Here is what I've done using BeautifulSoup:
doc_file = 'xx.gz'
f = gzip.open(data_dir + doc_file)
doc_string = f.read()
f.close()
soup = BeautifulSoup(doc_string, "html.parser")
doc_list = soup.select('DOC')
doc_no = []
doc_content = []
for doc in doc_list:
doc_no.append(doc.find('docno').get_text())
doc_raw = doc.find('html')
if doc_raw is None: #It's possible a doc has no html tag
doc_content.append('<null/>')
else:
doc_content.append(re.sub(r'(\n\s*)+\n+', '\n', doc.find('html').get_text()))
This works, but html.parser is a very slow parser (about 4 min per file, but I have several thousands to scrape from...). Thankfully, it's almost instant using another parser like lxml
. However such a parser, for whatever reason, removes the <html>
tags. I've tried an alternate way where I replaced these tags in doc_string (using doc_string=doc_string.replace(b'<html>', b'<2html>'
) before calling BeautifulSoup but:
the process is very slow
for whatever reason the <
are transformed into <
, to unescape it I found no easier way than decoding doc_string
, unescape it, then re-encode it which is ridiculous time-wise. Even replacing directly b'html'
per b'2html'
seems to escape the <
and >
Do you have a faster way to do such a task ?
Thank you for your help.
As said in my post, I thought converting the document to string, then replacing html
tags and then re-encode the string to bytes would be too long. Turns out I was wrong.

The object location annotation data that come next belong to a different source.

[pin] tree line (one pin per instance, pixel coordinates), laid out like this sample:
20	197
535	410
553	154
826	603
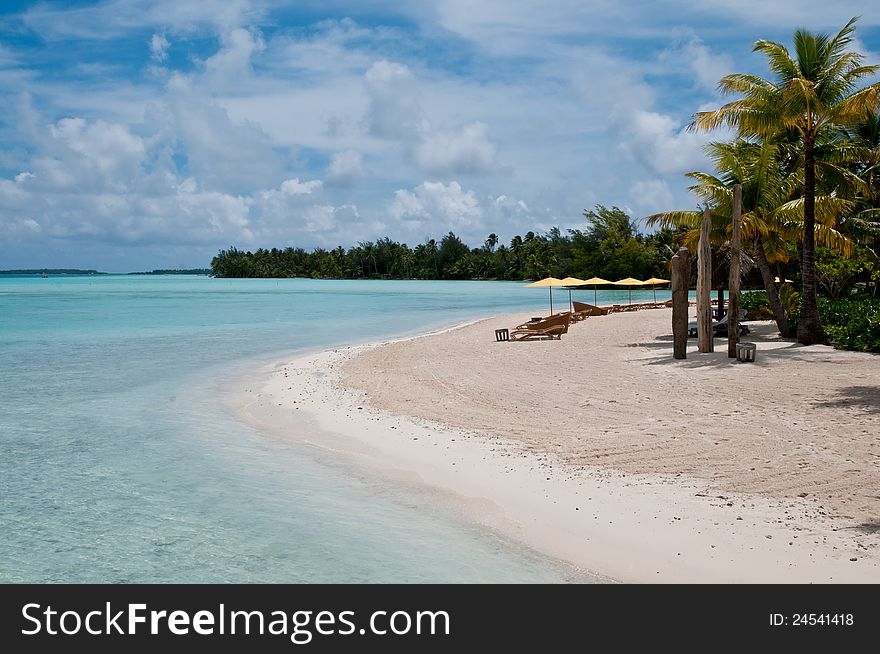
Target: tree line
610	246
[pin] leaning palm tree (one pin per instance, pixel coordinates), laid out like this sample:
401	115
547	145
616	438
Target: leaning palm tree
813	92
771	211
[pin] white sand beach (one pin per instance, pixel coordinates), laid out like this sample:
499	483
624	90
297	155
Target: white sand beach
602	451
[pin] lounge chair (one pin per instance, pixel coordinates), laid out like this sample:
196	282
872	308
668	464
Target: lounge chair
548	328
591	308
719	328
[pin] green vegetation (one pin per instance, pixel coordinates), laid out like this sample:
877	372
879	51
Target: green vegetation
611	246
806	153
851	322
51	271
176	271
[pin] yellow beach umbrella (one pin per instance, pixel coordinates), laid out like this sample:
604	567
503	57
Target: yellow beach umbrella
594	282
630	281
550	282
655	282
572	281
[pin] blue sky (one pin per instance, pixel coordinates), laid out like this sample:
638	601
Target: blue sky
141	134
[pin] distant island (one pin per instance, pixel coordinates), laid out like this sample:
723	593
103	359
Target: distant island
181	271
51	271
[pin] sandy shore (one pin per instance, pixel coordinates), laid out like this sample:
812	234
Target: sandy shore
604	452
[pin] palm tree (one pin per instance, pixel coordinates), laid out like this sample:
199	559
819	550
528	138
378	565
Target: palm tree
771	211
814	92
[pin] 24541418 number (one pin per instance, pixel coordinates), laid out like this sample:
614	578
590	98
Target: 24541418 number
812	620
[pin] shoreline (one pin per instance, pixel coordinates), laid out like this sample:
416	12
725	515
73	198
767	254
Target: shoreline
609	521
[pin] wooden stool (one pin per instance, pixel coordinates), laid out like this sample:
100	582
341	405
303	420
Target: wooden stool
745	352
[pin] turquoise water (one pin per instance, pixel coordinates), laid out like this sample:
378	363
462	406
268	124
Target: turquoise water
119	464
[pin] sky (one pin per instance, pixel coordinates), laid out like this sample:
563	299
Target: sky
142	134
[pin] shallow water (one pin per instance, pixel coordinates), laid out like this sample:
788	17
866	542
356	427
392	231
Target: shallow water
119	464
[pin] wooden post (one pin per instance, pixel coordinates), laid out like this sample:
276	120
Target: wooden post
705	337
733	282
681	281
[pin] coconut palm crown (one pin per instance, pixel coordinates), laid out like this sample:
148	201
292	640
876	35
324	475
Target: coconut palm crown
814	90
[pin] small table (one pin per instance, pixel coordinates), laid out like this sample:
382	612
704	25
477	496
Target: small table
745	351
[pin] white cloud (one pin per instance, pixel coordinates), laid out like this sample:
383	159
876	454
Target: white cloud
231	65
445	204
159	48
394	111
706	66
660	143
462	151
650	196
345	169
296	187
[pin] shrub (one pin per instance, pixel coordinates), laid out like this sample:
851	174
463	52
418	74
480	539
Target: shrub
852	323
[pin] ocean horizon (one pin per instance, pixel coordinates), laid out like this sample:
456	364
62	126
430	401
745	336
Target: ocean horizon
122	461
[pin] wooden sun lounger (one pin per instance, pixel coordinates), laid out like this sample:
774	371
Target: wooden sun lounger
591	308
548	328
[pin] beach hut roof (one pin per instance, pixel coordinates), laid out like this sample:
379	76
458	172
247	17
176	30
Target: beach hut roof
548	281
573	281
630	281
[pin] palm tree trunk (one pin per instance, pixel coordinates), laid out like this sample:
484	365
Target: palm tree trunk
772	295
809	325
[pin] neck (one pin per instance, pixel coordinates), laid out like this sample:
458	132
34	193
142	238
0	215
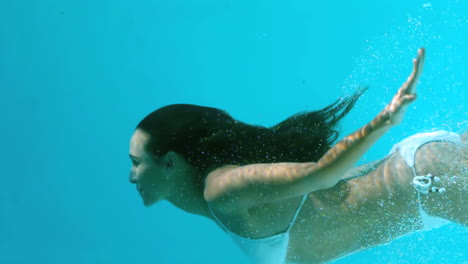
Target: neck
189	196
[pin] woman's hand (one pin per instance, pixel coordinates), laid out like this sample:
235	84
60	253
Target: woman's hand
240	188
394	112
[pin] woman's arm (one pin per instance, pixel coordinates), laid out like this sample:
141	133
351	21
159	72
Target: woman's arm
240	188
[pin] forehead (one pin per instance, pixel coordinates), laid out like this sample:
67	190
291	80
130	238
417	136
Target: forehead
138	142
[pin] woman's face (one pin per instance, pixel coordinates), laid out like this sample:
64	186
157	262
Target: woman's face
147	173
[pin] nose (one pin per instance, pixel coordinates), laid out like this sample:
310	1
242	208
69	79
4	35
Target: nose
132	177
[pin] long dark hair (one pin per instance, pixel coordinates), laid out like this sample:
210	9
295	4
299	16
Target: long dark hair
210	138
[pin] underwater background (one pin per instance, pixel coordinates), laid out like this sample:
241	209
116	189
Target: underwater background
77	76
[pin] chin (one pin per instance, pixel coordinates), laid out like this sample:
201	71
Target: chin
149	201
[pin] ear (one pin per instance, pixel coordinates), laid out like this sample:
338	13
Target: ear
170	159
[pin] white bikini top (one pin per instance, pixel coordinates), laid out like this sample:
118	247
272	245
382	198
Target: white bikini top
268	250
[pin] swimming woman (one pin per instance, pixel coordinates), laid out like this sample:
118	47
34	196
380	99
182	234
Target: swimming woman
284	194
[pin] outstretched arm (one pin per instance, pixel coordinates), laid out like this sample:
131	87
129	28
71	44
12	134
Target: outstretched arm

The strategy I used after figuring this out is to replace EVERY html
occurence (not only tags) by another, unique word (like here in the following with htmltag
). Then once I scraped the content of a htmltag
, I replaced each remaining occurence of htmltag
back to html
. That way the content is not altered at all.
f = gzip.open(data_dir + doc_file)
doc_string = f.read()
f.close()
doc_string_str = doc_string.decode(errors='ignore')

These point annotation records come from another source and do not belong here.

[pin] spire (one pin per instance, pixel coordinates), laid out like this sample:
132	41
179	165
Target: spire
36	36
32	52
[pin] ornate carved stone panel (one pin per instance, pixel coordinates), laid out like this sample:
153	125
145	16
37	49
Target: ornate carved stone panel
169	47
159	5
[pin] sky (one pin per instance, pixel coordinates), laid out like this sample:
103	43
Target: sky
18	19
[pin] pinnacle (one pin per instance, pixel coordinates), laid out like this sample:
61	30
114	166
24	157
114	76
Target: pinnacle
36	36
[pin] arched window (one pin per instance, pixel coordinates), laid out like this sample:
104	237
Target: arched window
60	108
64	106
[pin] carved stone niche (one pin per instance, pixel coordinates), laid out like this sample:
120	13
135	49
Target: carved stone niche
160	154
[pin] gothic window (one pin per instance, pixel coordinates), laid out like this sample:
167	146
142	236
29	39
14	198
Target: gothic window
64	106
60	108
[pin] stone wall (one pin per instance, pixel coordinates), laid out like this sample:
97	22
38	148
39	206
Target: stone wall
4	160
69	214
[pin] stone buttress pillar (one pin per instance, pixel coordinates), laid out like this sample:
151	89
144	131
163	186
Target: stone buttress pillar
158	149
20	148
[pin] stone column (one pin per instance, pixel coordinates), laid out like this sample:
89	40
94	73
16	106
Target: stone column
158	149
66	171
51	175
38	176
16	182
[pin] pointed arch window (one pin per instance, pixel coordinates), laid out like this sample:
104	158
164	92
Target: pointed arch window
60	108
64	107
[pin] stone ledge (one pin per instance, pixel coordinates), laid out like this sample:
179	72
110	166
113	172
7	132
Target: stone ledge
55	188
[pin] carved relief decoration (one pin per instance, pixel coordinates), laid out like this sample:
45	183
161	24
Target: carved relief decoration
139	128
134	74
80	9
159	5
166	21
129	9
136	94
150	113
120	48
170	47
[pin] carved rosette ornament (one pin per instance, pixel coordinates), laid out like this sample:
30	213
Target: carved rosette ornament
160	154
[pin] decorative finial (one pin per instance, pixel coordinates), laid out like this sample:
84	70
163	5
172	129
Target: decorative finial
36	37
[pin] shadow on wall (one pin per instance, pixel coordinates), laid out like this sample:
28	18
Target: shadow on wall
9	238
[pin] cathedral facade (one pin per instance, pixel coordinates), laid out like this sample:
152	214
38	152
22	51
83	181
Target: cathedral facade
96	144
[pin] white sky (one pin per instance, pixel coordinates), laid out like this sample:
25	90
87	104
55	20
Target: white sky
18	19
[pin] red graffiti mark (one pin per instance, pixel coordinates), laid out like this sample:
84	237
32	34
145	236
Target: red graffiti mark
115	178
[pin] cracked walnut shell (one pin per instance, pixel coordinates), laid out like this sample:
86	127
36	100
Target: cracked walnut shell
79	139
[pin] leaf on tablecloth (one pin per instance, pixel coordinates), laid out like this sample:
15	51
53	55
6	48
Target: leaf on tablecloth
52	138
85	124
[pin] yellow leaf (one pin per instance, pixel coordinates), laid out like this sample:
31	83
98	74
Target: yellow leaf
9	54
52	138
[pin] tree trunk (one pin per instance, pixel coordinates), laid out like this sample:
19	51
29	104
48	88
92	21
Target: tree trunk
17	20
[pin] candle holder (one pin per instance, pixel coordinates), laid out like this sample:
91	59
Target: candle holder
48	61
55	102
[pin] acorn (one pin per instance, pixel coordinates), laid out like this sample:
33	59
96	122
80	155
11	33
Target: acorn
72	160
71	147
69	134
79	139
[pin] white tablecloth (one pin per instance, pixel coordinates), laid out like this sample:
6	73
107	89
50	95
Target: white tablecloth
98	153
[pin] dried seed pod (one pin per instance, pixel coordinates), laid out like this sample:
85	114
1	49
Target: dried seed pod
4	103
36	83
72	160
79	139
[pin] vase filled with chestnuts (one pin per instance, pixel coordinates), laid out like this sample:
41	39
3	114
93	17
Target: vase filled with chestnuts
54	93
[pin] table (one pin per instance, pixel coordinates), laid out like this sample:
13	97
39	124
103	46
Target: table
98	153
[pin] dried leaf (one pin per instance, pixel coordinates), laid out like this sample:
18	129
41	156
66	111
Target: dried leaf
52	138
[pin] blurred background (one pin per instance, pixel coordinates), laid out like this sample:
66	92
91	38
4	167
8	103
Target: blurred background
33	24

doc_string_str = doc_string_str.replace('html', 'htmltag')
doc_string = doc_string_str.encode()
soup = BeautifulSoup(doc_string, "lxml")
doc_list = soup.select('DOC')
doc_no = []
doc_content = []
for doc in doc_list:
doc_no.append(doc.find('docno').get_text())

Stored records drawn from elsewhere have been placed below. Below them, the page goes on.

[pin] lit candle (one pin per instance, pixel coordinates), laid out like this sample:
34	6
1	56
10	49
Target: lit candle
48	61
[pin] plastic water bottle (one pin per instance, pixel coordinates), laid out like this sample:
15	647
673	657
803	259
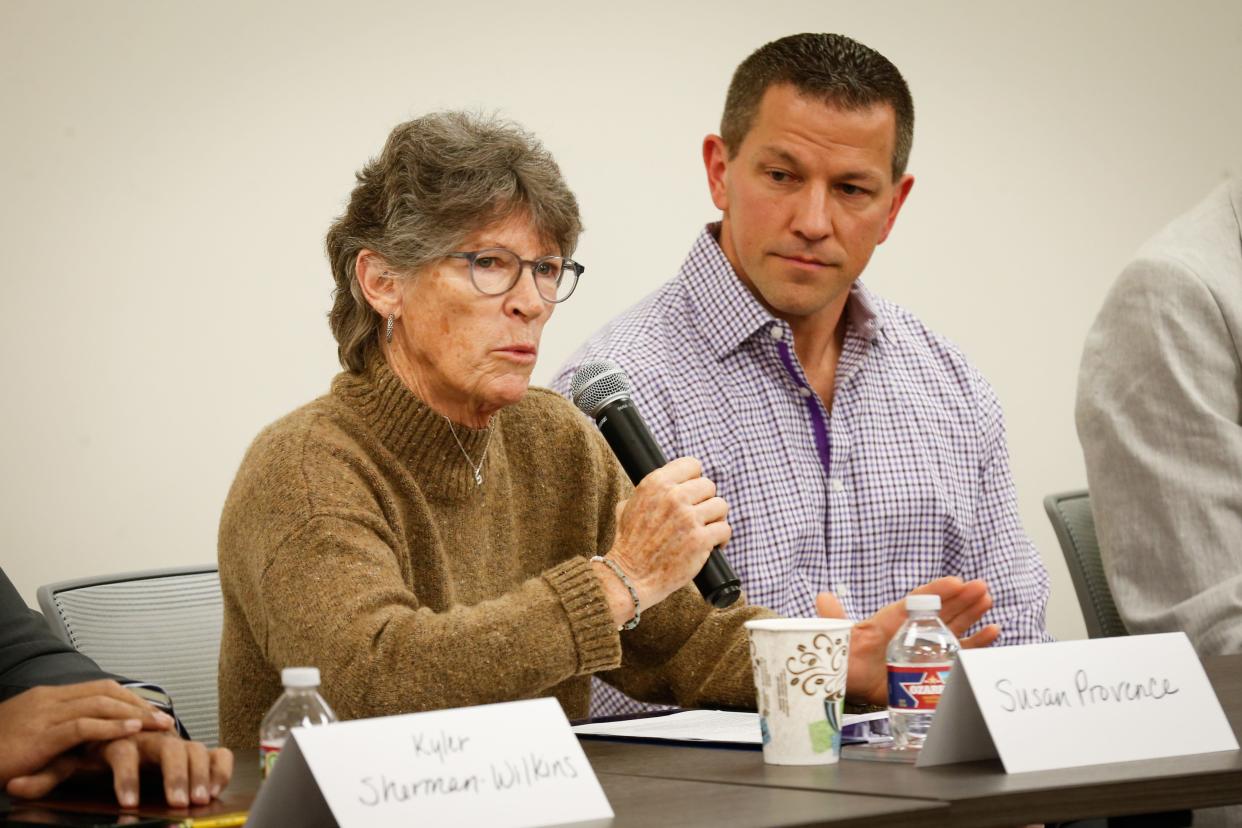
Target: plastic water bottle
919	659
299	706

doc_raw = doc.find('htmltag')
if doc_raw is None: #It's possible a doc has no html tag
doc_content.append('<null/>')
else:
doc_content.append(re.sub(r'(\n\s*)+\n+', '\n', doc.find('htmltag').get_text()).replace('htmltag', 'html'))
Thank you for @shellter and @JL_Peyret for the help, I basically followed what you told me but directly in Python. It know takes about 15 seconds per documents.